Biasoto – O PL9 era a forma de se dar uma institucionalidade federal e regras de funcionamento para os fundos municipais e estaduais. Regras para regular a gestão dos fundos, a maneira como os tesouros estadual e municipal participam do fundo, como se aplicam os recursos do fundo, tempo de contribuição, etc. O PL9 colocava essas regras, que deveriam ser seguidas por todos os estados e municípios. Ainda assim, havia um enorme risco de quebradeira porque a fiscalização nem sempre é eficiente. Agora, imagine o que pode acontecer com leis ordinárias municipais e estaduais montando esses fundos. Cada um vai fazer o que quiser, será uma salada. Você tanto poderá privilegiar servidores como roubar o dinheiro das pessoas em operações que dão prejuízo.

JU – Isso traria riscos do ponto de vista fiscal e social...

Biasoto – Fiscal e social. Do ponto de vista social, se o fundo quebrar, o servidor fica na rua da amargura. Do ponto de vista fiscal, se o fundo quebrar e as pessoas forem para a justiça reclamar seus direitos, os tesouros municipais e estaduais vão ter de dar conta do dinheiro. Trata-se, portanto, de um segundo momento em que se cria uma instabilidade fiscal enorme.

JU –Sua impressão pessoal é de que o projeto passa ou os parlamentares vão se conscientizar de sua inadequação?
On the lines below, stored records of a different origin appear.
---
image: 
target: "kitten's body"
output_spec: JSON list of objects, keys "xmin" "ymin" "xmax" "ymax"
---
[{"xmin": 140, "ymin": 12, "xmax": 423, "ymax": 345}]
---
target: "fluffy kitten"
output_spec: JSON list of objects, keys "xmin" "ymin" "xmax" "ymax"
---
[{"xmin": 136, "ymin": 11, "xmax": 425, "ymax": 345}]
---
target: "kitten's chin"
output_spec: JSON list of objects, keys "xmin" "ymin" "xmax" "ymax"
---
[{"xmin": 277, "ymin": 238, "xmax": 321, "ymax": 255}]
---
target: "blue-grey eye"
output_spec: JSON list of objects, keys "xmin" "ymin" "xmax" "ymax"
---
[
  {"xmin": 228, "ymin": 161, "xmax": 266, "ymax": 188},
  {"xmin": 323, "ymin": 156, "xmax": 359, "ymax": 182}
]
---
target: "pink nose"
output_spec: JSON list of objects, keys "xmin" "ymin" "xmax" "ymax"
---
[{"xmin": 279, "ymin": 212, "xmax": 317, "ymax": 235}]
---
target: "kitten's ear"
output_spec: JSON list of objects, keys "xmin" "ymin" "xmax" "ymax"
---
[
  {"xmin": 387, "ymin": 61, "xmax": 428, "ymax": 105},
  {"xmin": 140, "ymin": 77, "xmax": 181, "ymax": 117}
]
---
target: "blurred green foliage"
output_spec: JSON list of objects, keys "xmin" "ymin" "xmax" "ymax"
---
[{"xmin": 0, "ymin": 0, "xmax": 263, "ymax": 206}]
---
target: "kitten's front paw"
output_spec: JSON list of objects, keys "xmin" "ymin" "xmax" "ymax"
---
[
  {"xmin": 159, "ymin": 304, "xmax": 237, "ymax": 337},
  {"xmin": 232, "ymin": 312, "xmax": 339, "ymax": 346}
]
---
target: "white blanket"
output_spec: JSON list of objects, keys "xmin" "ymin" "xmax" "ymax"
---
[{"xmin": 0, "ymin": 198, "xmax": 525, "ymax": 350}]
Biasoto – Minha grande dúvida está no fato de o governo atual estar apostando todas as suas fichas nas reformas. No momento em que ele afirma que vai fazer as reformas porque são fundamentais, ele coloca a si mesmo numa camisa de força. Agora ele terá de jogar tudo nas reformas. Daí a explicação para o rolo compressor no Congresso e à censura aos petistas que têm se colocado contra as reformas. Por outro lado, estamos assistindo nos últimos dias a um movimento muito pesado de reação, tanto dentro do PT quanto na sociedade civil. A manifestação dos servidores públicos em Brasília deixou isso muito claro. Acho que a situação de recessão em que o país está aliada à reação dos servidores tornará mais difícil para o governo conseguir a aprovação do projeto.

JU – Em que pontos o senhor acha que o texto sofrerá modificações?

Biasoto – O primeiro ponto, que considero crucial, é o cálculo da aposentadoria pela média das contribuições. O segundo ponto que acho muito difícil manter é a pensão em 70%, porque o pensionista estará sofrendo muitas perdas. A primeira perda é a contribuição do inativo, a segunda perda é a redução da pensão em relação à aposentadoria. No mínimo, o Congresso terá de alterar essa questão dos 70% para as pensões.